Se i lavori, già autorizzati da
concessione, ora permesso di costruire, non sono iniziati, questi decadono,
qualora entrino in vigore nuove previsioni urbanistiche in contrasto con le
concessioni precedentemente rilasciate secondo la previsione dell’art. art. 31,
11° co., l. 17 agosto 1942, n. 1150, ripreso dal testo unico sull’edilizia.
Il permesso decade con l'entrata in
vigore di contrastanti previsioni urbanistiche, salvo che i lavori siano già
iniziati e vengano completati entro il termine di tre anni dalla data di inizio
(art. 15, 4° co., l. 6 giugno 2001, n. 380).
Non basta la semplice adozione di
nuovi strumenti urbanistici o di varianti, alla quale si riconnette
l’applicazione delle misure di salvaguardia con la esclusione del rilascio di
nuove concessioni in difformità, ma, perché il provvedimento già emesso decada,
è necessaria la loro relativa approvazione (T.A.R. Trentino Alto Adige,
1.8.1991, n. 338, T.A.R., 1991, 3487).
Se i lavori sono iniziati, devono
essere ultimati nel termine perentorio di tre anni, ai sensi dell’art. 15, 2°
co., l. 6 giugno 2001, n. 380.
La decadenza dei provvedimenti è
stata ricollegata da alcune leggi regionali, vedi ad esempio la l. r. Lombardia
n. 51/1975, allo stesso momento dell’entrata in vigore della legge, che opera
in termini di salvaguardia per il rilascio di nuova concessione, mentre, per
quelle già rilasciate, vigono i principi generali prima esaminati.
In teoria, può verificarsi l’ipotesi
contraria che vengano approvate previsioni urbanistiche più favorevoli, anche
se difficilmente è ipotizzabile che diminuiscano i valori delle distanze da
imporre tra i fabbricati.
In tal caso i provvedimenti
sanzionatori comunali non possono essere adottati stante la possibilità di
sanare successivamente le costruzioni realizzate.

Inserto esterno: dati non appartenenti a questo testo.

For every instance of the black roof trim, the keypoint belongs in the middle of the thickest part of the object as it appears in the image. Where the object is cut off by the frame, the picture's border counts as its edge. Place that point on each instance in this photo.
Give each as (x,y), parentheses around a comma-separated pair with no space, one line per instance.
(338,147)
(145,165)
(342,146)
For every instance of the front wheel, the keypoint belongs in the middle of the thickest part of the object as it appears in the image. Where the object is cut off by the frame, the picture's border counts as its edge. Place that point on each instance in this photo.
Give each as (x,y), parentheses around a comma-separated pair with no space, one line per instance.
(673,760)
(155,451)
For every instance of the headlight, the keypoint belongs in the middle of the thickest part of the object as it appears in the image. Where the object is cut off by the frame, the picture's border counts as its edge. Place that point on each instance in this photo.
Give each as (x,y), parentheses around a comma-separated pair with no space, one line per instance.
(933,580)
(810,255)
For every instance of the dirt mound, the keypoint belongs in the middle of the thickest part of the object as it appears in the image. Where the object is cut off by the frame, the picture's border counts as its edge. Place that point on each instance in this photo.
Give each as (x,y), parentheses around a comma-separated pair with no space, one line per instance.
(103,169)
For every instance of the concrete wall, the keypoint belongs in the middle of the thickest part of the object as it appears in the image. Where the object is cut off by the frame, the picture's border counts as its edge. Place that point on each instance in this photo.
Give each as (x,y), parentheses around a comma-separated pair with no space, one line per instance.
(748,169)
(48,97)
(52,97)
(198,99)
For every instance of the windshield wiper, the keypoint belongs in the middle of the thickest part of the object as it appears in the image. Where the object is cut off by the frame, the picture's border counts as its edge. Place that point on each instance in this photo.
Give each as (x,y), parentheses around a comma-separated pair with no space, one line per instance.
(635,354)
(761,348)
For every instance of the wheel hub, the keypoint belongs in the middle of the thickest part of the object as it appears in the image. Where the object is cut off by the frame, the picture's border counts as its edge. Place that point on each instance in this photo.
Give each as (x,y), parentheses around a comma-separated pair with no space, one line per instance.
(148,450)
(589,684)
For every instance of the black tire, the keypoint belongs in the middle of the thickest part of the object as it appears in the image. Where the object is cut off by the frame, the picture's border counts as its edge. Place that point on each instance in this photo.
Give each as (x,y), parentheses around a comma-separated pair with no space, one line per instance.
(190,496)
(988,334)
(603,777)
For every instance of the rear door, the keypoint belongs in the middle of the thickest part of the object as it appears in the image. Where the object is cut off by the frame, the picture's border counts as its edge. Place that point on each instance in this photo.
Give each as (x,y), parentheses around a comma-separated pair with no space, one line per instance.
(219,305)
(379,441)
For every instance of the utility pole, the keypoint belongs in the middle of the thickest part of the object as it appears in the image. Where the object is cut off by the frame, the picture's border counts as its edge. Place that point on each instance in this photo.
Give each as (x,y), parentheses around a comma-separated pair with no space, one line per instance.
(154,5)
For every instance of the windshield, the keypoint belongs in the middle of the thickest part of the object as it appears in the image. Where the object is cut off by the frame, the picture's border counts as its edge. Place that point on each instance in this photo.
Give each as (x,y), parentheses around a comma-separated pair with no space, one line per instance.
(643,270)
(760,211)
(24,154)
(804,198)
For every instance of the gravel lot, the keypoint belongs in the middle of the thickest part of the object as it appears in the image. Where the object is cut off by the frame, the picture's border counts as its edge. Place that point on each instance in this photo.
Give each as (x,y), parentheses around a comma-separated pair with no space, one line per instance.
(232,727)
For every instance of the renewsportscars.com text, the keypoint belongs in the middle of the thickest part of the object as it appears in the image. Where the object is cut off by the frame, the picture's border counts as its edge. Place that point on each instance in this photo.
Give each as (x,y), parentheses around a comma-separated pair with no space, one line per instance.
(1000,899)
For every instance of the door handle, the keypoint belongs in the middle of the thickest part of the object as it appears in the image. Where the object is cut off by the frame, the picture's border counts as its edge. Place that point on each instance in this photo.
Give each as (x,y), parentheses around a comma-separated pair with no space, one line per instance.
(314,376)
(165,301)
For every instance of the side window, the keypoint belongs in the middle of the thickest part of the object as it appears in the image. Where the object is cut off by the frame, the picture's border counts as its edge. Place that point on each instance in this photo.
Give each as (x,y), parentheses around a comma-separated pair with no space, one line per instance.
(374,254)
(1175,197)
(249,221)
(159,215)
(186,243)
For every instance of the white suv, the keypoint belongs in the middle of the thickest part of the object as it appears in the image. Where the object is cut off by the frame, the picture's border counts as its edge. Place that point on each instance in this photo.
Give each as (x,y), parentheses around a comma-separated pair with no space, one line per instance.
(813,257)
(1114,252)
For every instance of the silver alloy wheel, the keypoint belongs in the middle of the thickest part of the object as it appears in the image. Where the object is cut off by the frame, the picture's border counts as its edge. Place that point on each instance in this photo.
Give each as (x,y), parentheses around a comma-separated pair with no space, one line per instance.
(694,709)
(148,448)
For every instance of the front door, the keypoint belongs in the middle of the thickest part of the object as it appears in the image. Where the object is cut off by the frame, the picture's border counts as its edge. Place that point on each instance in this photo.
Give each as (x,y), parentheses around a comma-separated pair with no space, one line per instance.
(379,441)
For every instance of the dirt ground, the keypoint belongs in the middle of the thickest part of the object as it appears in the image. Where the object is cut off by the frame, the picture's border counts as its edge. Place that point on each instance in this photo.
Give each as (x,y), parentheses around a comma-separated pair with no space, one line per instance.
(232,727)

Poiché le norme edilizie operano in
funzione di attuazione dell'assetto urbanistico ritenuto conforme alle esigenze
attuali o future, allorché sopravvenga una nuova regolamentazione edilizia più
favorevole, le costruzioni iniziate o compiute in violazione della regolamentazione
edilizia in precedenza vigente devono ritenersi legittime, salva soltanto la
responsabilità per danni pro tempore maturati fino all'entrata in vigore
della nuova normativa
(Cass. civ., sez. II, 2 dicembre
1995, n. 12458, GCM, 1995).
La disciplina urbanistica
sopravvenuta non subisce variazioni qualora il proprietario preveniente abbia
costruito sulla base delle possibilità afferte dalla previgente normativa
civilistica.
Il principio di cosiddetta
reciprocità che costituisce un caposaldo nella disciplina delle distanze fra le
costruzioni, presuppone, per la sua possibilità di operare, l'esecuzione di
entrambe le costruzioni sotto il vigore di una medesima normativa.

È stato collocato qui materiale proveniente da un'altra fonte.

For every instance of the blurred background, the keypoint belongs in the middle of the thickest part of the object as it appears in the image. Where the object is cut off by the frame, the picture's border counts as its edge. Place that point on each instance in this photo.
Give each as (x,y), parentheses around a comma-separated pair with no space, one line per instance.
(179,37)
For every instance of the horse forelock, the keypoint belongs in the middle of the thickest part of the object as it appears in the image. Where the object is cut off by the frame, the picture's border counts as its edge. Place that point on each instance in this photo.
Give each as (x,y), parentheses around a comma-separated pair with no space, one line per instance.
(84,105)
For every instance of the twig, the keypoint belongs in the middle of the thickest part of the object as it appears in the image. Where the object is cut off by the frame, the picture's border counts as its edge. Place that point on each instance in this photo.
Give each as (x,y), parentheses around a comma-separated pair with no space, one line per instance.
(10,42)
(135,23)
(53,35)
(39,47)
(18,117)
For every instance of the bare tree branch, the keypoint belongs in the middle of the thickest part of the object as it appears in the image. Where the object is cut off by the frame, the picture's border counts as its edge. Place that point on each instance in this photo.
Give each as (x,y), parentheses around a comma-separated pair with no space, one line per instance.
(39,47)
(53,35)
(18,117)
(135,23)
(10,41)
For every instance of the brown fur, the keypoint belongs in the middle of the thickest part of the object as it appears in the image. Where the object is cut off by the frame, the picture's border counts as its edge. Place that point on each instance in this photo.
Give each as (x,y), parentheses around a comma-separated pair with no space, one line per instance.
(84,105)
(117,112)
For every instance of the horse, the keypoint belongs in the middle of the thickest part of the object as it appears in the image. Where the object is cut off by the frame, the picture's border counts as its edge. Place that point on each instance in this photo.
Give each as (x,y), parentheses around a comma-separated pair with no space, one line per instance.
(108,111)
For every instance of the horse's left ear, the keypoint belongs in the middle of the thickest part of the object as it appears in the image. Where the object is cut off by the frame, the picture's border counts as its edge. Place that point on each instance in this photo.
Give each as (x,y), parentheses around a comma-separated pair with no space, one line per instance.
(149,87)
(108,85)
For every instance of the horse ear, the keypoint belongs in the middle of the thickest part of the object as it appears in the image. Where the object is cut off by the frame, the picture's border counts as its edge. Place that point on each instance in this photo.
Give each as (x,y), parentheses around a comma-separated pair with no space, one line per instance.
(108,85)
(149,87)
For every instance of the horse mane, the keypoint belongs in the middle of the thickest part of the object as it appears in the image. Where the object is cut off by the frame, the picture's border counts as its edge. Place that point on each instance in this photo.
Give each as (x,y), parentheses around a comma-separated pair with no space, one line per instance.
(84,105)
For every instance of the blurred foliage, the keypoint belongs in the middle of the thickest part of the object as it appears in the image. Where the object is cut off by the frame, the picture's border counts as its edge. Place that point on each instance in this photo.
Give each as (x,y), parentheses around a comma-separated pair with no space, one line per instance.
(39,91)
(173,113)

In caso, invece, di successione di
normative nel tempo, anche se la sopravvenienza della nuova disciplina di uno
strumento urbanistico determini una situazione svantaggiosa per il secondo
costruttore, questi dovrà sempre rispettare nella sua interezza la norma in
vigore.
La nuova disposizione di piano non
potrà - per suo conto - invece incidere in alcun modo sulla vantaggiosa
posizione già acquisita dal vicino in base alla disciplina antecedente, essendo
precluso sia in via amministrativa sia in termini di tutela contenziosa un
adeguamento alle nuove norme.
Qualora il proprietario di un
terreno abbia costruito sul proprio fondo nel vigore della disciplina del
codice civile sulle distanze osservando le relative prescrizioni, il
proprietario del fondo confinante, che su di esso voglia successivamente
edificare, deve rispettare per intero la distanza imposta dalle disposizioni
dello strumento urbanistico sopravvenuto - piano regolatore o regolamento
edilizio) senza poter vantare, per eluderla, alcun diritto acquisito in base
alla normativa anteriore
(Cass. civ., sez. II, 2 febbraio 1998,
n. 986, GI, 1998, 1559, nota Villani).